Monday, November 22, 2004

Puzzles in behavior: why would anyone work for Electronic Arts?

The New York Times > Business > Your Money > Digital Domain: When a Video Game Stops Being Fun
For around $60,000 a year in an area with a high cost of living, he had been set to work on a six-day-a-week schedule. On weekdays, his team worked from 9 to 10 (that is, 9 a.m. to 10 p.m.), and on Saturdays, a half-day (that means 9 to 6). Then Sundays were added - noon to 8 or 10 p.m. The weekly total was 82 to 84 hours.

By tradition, Silicon Valley employers have always offered their bleary-eyed employees lottery tickets in the form of stock options. E.A.'s option grants, however, offer little chance of a Google-like bonanza. An employee who started today with an options package like that of the E.A. worker just described (and who stayed with the company the four years required to fully vest) would get $120,000, for example, if the share price quadrupled - and proportionally less for more modest increases.

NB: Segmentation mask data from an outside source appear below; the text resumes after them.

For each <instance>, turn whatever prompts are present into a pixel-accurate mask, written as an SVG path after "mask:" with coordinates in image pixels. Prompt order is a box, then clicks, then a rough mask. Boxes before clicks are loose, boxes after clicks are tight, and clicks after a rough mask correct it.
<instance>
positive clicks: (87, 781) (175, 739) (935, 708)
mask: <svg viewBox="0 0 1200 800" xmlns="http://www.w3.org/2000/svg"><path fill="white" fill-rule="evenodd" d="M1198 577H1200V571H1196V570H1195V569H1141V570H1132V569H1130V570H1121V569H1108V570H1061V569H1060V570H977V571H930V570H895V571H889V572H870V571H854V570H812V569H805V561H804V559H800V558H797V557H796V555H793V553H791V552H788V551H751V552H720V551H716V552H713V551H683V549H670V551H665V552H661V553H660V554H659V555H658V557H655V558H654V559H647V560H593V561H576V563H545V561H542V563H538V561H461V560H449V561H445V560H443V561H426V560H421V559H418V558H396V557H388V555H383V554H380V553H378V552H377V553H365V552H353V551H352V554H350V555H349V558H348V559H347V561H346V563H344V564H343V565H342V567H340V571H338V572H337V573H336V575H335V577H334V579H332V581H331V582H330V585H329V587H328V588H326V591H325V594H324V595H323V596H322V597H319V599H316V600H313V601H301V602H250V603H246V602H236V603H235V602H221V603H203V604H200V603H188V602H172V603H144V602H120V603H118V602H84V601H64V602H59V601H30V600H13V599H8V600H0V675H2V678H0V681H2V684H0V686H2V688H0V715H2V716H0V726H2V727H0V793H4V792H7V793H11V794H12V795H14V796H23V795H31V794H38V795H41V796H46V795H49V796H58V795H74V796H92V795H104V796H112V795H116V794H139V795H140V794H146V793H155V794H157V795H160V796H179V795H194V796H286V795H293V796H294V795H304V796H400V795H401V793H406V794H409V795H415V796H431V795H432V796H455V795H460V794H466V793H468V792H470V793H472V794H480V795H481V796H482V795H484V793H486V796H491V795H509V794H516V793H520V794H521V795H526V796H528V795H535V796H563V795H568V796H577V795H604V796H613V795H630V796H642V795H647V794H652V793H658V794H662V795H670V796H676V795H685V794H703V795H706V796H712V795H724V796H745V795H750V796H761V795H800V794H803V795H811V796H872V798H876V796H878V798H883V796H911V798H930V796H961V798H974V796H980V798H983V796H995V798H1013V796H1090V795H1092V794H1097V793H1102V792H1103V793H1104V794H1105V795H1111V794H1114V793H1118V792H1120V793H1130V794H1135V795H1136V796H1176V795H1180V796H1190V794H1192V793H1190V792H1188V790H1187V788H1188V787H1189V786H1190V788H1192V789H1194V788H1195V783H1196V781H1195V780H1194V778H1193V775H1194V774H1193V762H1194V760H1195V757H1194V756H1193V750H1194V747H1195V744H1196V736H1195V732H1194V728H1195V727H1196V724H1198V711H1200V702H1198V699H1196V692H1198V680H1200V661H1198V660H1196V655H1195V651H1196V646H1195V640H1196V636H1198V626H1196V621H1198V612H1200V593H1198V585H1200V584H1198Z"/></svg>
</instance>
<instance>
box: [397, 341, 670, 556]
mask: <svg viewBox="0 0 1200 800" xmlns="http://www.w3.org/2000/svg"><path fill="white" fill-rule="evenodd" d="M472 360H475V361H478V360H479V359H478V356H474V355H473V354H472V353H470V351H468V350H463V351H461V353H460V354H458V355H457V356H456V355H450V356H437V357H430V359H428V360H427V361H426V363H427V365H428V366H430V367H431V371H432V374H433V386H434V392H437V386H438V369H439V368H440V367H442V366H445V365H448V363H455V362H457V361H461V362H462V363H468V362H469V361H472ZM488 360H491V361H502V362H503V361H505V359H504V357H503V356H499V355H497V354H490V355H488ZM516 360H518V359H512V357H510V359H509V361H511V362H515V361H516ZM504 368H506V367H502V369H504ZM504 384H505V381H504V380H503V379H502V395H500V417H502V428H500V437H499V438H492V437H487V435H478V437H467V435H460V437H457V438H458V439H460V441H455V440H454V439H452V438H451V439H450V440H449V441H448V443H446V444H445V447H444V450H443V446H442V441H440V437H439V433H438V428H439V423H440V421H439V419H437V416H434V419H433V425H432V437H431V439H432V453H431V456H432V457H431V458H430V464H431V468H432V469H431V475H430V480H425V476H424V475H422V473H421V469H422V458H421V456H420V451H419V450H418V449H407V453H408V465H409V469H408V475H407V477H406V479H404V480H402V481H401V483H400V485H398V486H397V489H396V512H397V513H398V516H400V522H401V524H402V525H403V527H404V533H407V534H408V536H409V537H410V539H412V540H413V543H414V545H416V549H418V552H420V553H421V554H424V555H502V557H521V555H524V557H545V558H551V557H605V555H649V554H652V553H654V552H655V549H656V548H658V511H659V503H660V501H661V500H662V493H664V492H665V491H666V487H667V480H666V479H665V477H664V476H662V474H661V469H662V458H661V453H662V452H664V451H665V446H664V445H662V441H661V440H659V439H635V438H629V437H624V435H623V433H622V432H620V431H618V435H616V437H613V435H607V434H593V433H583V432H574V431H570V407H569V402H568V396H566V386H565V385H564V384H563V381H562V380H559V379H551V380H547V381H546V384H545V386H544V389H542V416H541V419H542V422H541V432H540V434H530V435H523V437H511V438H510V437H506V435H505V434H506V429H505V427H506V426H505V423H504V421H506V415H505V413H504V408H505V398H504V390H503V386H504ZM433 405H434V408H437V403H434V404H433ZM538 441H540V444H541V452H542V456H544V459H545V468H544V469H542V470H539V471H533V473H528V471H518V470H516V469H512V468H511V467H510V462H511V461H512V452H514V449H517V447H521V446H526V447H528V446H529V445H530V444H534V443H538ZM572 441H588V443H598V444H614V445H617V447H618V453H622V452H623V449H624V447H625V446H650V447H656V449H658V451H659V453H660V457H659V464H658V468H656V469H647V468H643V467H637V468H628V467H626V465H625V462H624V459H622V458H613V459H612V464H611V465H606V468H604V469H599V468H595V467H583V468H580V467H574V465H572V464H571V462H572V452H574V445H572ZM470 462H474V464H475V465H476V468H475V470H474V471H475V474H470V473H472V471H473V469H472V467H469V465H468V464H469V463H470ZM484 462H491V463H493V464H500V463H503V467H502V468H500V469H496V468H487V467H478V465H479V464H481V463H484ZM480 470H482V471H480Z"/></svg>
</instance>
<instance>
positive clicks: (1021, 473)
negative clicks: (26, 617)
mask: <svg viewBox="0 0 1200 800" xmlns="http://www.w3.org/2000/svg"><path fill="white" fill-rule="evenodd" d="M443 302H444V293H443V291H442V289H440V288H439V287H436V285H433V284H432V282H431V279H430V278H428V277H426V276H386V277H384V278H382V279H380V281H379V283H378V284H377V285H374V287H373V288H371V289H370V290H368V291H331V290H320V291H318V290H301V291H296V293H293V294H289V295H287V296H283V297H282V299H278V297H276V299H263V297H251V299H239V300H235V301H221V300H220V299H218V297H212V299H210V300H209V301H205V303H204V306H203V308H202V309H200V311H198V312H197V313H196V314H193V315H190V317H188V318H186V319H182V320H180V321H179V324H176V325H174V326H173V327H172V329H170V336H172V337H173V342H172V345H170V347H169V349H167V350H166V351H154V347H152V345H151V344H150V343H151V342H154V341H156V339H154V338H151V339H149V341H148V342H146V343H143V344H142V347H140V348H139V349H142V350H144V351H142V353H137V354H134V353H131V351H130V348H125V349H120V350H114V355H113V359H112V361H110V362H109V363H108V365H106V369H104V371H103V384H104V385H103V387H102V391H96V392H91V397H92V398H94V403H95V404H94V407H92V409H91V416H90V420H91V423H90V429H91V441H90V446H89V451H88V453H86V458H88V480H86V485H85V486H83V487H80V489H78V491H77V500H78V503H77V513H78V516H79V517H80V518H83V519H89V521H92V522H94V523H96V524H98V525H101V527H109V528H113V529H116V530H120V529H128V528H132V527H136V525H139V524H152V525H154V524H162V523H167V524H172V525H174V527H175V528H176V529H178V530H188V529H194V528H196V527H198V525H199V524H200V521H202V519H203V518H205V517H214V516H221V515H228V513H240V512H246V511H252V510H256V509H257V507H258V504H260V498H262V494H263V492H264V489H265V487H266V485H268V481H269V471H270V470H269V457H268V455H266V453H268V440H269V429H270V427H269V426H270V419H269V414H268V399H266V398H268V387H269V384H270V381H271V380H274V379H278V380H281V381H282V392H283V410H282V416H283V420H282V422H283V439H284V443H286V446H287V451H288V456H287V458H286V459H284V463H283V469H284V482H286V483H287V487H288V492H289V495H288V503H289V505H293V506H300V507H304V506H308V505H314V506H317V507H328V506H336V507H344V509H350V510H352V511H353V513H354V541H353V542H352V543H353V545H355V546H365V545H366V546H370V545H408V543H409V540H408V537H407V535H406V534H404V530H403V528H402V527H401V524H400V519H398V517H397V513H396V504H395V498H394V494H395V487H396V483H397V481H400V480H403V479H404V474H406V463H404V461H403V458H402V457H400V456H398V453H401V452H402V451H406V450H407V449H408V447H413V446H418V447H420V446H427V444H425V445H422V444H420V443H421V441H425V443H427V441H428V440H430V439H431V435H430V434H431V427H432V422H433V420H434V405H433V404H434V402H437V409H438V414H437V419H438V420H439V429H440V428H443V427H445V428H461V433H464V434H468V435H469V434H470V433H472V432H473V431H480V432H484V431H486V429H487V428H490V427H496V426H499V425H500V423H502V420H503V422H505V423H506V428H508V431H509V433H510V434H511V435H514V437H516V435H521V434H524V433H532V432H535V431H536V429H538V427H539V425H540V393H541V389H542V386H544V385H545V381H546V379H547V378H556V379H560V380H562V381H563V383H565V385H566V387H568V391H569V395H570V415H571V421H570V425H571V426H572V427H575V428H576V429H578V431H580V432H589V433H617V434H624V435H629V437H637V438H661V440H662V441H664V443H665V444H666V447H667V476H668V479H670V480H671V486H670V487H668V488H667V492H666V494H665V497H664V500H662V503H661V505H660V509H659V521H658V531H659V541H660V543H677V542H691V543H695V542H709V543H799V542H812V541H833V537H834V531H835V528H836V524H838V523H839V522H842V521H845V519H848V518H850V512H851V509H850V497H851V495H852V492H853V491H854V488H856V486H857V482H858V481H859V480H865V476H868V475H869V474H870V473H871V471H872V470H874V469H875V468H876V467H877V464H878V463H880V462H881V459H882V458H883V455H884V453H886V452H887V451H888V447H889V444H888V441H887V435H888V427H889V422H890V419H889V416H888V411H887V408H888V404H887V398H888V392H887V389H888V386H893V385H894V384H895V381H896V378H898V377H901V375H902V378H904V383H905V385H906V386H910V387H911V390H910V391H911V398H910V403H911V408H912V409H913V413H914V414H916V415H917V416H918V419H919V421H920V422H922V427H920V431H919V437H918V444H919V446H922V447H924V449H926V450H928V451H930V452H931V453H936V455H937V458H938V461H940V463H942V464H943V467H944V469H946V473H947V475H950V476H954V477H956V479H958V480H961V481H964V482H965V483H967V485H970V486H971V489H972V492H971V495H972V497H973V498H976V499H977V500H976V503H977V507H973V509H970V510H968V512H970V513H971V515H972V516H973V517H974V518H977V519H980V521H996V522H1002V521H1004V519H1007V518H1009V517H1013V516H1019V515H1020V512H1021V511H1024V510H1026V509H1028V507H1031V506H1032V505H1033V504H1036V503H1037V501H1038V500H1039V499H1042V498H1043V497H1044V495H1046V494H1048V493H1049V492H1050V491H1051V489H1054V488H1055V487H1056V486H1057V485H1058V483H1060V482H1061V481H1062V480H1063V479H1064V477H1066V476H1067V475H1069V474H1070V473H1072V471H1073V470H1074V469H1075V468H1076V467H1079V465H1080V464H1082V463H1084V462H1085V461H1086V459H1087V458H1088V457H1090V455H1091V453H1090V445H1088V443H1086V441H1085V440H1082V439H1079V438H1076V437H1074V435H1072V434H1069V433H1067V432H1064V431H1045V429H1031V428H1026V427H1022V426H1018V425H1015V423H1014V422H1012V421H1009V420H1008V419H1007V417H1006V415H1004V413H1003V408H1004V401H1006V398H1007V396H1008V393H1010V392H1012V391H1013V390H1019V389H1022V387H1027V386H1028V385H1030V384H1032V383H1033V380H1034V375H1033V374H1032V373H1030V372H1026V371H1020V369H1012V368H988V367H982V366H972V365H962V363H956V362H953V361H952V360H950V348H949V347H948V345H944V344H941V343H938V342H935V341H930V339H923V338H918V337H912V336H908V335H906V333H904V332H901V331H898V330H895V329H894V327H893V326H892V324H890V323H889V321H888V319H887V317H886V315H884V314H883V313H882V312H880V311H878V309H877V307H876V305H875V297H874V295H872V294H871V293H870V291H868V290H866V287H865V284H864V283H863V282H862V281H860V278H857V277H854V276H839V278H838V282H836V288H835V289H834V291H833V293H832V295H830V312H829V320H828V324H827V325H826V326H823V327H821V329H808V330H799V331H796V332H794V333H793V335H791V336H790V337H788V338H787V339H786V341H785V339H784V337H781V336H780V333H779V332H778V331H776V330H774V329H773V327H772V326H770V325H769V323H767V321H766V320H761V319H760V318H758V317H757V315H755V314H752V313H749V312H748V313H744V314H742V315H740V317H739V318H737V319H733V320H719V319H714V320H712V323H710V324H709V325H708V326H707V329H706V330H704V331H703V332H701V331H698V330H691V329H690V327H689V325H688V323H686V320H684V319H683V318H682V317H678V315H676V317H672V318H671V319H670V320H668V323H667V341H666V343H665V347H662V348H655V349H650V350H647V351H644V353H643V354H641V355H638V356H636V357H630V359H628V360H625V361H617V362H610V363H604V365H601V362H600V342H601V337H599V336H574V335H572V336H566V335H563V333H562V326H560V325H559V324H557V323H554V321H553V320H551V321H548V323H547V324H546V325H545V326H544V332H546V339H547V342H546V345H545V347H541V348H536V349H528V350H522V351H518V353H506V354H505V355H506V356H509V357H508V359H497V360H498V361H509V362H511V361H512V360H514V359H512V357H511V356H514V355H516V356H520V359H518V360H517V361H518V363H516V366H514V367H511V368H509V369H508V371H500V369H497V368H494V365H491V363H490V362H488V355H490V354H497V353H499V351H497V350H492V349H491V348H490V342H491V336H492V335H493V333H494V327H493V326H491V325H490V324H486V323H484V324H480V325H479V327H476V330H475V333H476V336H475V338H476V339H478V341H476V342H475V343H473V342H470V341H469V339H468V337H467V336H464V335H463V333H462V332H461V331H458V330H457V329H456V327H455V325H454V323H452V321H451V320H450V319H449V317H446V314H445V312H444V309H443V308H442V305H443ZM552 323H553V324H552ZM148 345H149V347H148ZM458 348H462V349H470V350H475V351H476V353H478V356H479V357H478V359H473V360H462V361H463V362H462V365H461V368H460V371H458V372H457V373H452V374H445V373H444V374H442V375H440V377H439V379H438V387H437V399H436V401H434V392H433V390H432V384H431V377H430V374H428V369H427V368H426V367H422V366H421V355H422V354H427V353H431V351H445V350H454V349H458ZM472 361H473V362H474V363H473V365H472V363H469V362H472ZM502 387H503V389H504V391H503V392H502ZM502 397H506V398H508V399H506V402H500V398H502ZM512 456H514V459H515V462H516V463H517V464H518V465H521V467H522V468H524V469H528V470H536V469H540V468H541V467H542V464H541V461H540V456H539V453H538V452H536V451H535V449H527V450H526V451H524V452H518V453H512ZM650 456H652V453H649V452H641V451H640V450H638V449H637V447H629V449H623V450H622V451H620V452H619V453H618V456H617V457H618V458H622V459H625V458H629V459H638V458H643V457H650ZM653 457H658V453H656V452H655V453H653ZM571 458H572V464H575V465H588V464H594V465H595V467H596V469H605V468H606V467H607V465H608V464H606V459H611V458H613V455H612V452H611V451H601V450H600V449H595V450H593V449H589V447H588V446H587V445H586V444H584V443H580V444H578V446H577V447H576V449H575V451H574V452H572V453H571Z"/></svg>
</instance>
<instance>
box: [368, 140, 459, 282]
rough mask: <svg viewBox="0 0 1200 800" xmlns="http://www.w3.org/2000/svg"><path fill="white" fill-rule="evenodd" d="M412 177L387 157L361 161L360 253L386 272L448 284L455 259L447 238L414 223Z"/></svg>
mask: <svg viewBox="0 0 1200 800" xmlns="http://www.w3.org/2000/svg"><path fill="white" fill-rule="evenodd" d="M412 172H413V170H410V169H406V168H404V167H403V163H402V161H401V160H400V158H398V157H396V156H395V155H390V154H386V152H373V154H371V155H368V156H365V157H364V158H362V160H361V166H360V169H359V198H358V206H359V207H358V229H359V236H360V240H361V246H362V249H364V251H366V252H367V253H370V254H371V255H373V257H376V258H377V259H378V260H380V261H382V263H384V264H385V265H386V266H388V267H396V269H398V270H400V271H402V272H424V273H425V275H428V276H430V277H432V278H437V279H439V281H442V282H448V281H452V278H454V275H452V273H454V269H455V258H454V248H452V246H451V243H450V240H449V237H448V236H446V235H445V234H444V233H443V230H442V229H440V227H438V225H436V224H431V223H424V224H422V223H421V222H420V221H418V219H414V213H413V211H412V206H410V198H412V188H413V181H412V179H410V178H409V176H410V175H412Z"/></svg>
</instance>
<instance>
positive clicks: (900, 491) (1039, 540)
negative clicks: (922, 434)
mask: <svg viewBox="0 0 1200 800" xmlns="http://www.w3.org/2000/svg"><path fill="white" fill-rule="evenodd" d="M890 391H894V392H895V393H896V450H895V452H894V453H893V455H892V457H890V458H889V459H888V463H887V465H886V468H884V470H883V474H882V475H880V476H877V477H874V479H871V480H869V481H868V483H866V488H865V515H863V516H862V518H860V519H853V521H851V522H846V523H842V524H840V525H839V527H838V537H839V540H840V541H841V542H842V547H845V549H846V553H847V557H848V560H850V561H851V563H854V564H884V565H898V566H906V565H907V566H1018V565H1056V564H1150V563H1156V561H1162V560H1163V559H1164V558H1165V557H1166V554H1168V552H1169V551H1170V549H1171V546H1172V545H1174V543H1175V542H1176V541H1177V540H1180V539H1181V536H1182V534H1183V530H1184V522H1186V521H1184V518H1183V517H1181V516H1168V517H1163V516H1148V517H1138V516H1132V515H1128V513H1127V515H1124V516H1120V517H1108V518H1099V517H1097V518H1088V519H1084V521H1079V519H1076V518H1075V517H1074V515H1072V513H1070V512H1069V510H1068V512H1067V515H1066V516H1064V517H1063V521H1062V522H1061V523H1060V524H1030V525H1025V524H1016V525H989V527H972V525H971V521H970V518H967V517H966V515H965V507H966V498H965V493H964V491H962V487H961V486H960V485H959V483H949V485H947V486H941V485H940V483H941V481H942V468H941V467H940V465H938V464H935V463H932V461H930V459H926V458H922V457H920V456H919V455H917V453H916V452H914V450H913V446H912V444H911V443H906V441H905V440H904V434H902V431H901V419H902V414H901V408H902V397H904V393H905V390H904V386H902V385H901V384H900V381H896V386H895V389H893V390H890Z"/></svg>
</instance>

The odds of a skyrocketing stock grew much longer this month, when the company said competition had forced it to cut prices on core sports titles.

Surgical residents work those kinds of hours, but typically only for a few years. The pay is less, but there's a clear goal in mind. Not a few of them enjoy that life, which has a certain simplicity to it.

Why do these engineers stay with these jobs? That's the real mystery.